After fixing the script to work again on ubuntu-18.04 (uncomment the section that installs the build tools in ubuntu). I was able to run it on my Ryzen 2700 / ASUS Prime PRO + 16GB of Crucial DDR4 Unbuffered ECC. After ~36 hours of testing (24 contiguous), all is well (at least when I test from installed ubuntu). I had two lockups when testing from a USB stick. One in kill-ryzen.sh one in memtest86. Not sure why for either. Overall, I am very impressed at this CPU so far. That is as long as the lockups don't happen (my purpose for this system is for a 24/7 fileserver / pvr device that needs to be 100% stable). My thoughts are that it could be that a microcode update is delivered in the installed ubuntu but not delivered in the live usb stick for either. I have not updated the UEFI/BIOS yet and I do see that there have been several updates on that even though my board is very new.

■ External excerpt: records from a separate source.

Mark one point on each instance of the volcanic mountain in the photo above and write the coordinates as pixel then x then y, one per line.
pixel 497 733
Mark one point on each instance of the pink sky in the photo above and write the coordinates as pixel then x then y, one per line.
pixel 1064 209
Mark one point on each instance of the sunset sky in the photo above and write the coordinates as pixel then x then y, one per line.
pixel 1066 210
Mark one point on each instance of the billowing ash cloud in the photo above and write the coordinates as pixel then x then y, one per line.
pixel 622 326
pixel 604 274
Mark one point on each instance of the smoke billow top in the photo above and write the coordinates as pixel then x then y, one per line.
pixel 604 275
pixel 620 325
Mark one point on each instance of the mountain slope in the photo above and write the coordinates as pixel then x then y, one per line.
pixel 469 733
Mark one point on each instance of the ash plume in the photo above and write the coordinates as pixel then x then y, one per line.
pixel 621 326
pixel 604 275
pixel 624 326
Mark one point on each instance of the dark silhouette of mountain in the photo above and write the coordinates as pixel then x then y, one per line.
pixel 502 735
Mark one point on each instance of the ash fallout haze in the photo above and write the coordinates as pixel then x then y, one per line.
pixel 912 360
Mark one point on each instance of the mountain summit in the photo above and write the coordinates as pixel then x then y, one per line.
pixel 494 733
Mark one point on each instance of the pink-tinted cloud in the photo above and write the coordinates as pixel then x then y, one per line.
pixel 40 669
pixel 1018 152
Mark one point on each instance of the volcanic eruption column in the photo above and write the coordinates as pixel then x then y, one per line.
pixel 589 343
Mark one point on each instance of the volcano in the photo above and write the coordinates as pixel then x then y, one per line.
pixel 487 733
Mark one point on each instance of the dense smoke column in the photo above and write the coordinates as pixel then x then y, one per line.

I have not verified that yet. The specification page for the ASUS Prime PRO X470 board says it supports ECC depending on the CPU. I assumed that meant APUs don't have ECC (since other boards mention that). However I did not see any mention of ECC in the manual or the BIOS. memtest86 7.5 did mention that I had ECC but not sure if they were just reading that from the RAM or whether or not it was actually active. I plan to check on that after further testing. I am still running the kill-ryzen script.
I believe the following means ECC is enabled and in Single bit correction / double bit detection mode.

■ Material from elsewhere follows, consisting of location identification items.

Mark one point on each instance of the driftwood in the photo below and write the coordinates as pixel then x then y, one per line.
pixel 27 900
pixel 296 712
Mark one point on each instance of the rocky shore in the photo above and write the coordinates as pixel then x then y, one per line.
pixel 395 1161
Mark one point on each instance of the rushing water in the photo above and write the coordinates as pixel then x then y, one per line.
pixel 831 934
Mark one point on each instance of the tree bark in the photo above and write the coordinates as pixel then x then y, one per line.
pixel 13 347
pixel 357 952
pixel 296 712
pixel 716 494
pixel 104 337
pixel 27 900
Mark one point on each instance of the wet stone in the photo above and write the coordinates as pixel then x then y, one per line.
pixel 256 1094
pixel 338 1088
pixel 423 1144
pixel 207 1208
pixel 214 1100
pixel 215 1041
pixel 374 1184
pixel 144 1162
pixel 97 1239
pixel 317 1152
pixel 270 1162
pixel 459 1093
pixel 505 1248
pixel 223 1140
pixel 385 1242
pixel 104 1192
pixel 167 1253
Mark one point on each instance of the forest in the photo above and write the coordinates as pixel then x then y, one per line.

Here is the linux kernel version
jmd1 ~/shell-scripts # uname -a
Linux jmd1.comcast.net 4.16.13-gentoo-20180603-1145-jmd1.comcast.net #3 SMP Sun Jun 3 11:52:55 EDT 2018 x86_64 AMD Ryzen 7 2700 Eight-Core Processor AuthenticAMD GNU/Linux
This tells me ECC is enabled.
jmd1 ~/shell-scripts # dmesg | grep ECC
[ 8.557846] systemd: systemd 238 running in system mode. (+PAM -AUDIT -SELINUX +IMA -APPARMOR +SMACK -SYSVINIT +UTMP -LIBCRYPTSETUP +GCRYPT -GNUTLS +ACL -XZ +LZ4 +SECCOMP +BLKID -ELFUTILS +KMOD -IDN2 -IDN +PCRE2 default-hierarchy=hybrid)
[ 9.132922] EDAC amd64: Node 0: DRAM ECC enabled.
This tells me there have been 0 errors (I expect that from server experience ECC errors should be rare)
jmd1 ~/shell-scripts # edac-util -v
mc0: 0 Uncorrected Errors with no DIMM info
mc0: 0 Corrected Errors with no DIMM info
mc0: csrow0: 0 Uncorrected Errors
mc0: csrow0: mc#0csrow#0channel#0: 0 Corrected Errors
mc0: csrow0: mc#0csrow#0channel#1: 0 Corrected Errors
edac-util: No errors to report.
This tells me the mode of error correction for the first rank
jmd1 ~/shell-scripts # cat /sys/devices/system/edac/mc/mc0/rank0/dimm_edac_mode
Same goes for the 2nd rank
jmd1 ~/shell-scripts # cat /sys/devices/system/edac/mc/mc0/rank1/dimm_edac_mode
Here is what SECDED means
Single bit error correction, Double detection
I have just replaced my Ryzen 1700, bought in August 2017, from batch 1714 PGT .
The new processor is from batch 1738 SUS.
The segfault error seems to be gone, after mild testing. I'll test more, but that batch is likely error free.
I delayed so much until I started the RMA because I didn't have a spare processor, and I really hoped for a microcode fix.
The RMA was very fast, and took about 1 week. I live in Europe, and their local warehouse is in Netherlands.
I made an online service request, warranty category, on Friday, 01 June, in the afternoon.
They replied on Monday, 04 June, in the morning.
A quick exchange of emails followed, and next day, 05 June, they approved the RMA and sent me a DHL account number with free shipping.
I spent the next few days getting a temporary processor.
I sent the processor by DHL on 11 June. They received it on 12th and "test/inspection passed" the same day. On 13th they sent the new processor, and today, 14th of June, I received it.
They were supposed to send a tracking number, but I was simply phone called by the courier 10 minutes before the delivery. Good thing I was at home.
Overall a great experience. Big thanks to AMD!
For me, what was the solution, was to keep the temperature under 70 Celsius, then I got no segfault, when it goes over 70 Celsius I always had segfaults.
It is an Asus laptop ASUS-ROG-Strix-GL702ZC, I could only set the fan in Windows to 80% and then the problem got lost. On auto fan, always breaking the compiling.
Problems with segfaults in GCC persist with Zen version 1 (znver1) AMD CPUs. I'm not sure if this is directly related to the same problem as this old thread here, but with gcc version 10, compilation failures due to stack smashing on Ryzen CPUs abound. There are some details, along with links to other tracking pages and bugs, at https://bugs.gentoo.org/724314 .
This may be a frustrating and long journey with the first generation of Ryzen.